Re: oops with dual xeon 2.8ghz 4gb ram +smp, software raid, lvm,and xfs
From: David Greaves
Date: Wed Dec 08 2004 - 04:05:09 EST
Andrew Morton wrote:
David Greaves <david@xxxxxxxxxxxx> wrote:
...
I have a system that's running 2.6.10rc2
It has libata sata_promise + sata_sil drives in an md raid5 array that's
used by lvm2 and then xfs; then exported via nfs.

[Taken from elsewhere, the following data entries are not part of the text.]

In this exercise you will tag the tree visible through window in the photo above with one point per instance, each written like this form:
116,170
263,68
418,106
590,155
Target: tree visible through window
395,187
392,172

I saw this thread, upgraded to 2.6.10rc2 and I'm posting this in case
it's related (it's hard to tell)
This oops happened whilst the box was quiet
Hopefully relevant config bits:
Single processor
echo 16384 > /proc/sys/vm/min_free_kbytes
CONFIG_4KSTACKS=n
I've done a memtest.
I haven't applied the inode patch - I'm usually writing a single 1-3Gb
files whilst reading another.
Can I help by providing anything else?
Nov 28 09:05:03 cu kernel: Unable to handle kernel paging request at
virtual address 00100104
That's the list_del() poisoning pattern.
<snip old log>
It appears that the dentry cache's slab freelists have become corrupted.
Odd, because everyone uses that code a lot. I'd suggest that you enable
CONFIG_DEBUG_SLAB, see if that catches anything.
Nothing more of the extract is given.